I have a computer program.
I profile it with a test bench like:
for (size_t ii = 0U; ii < LOOP; ++ii) {
clock_gettime(CLOCK_MONOTONIC, &time_start[ii]);
do_work();
clock_gettime(CLOCK_MONOTONIC, &time_finish[ii]);
}
However, for microbenchmarking purposes clock_gettime
starts to interfere and the x86 rdtsc
counter has oddities that make it annoying to use.
Is it valid to instead profile:
for (size_t ii = 0U; ii < LOOP; ++ii) {
clock_gettime(CLOCK_MONOTONIC, &time_start[ii]);
for (size_t jj = 0U; jj < INNER_LOOP; ++jj) {
do_work();
}
clock_gettime(CLOCK_MONOTONIC, &time_finish[ii]);
}
and average the time taken using INNER_LOOP
?
I have a long-tailed distribution that looks like a Cauchy distribution in the beginning.
The actual latencies involved are really large at the deep end though.

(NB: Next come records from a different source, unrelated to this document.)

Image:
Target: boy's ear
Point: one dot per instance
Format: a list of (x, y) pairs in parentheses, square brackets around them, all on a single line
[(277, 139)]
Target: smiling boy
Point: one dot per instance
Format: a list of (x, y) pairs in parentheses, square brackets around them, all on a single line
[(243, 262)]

The distribution does not seem to follow a power law.
It seems to me that taking the average is inappropriate for a long-tail distribution of my sort. I might need to take the median, maximum, minimum or some other quantity instead. I am not sure of the maths behind why this should be so though and what my alternative are.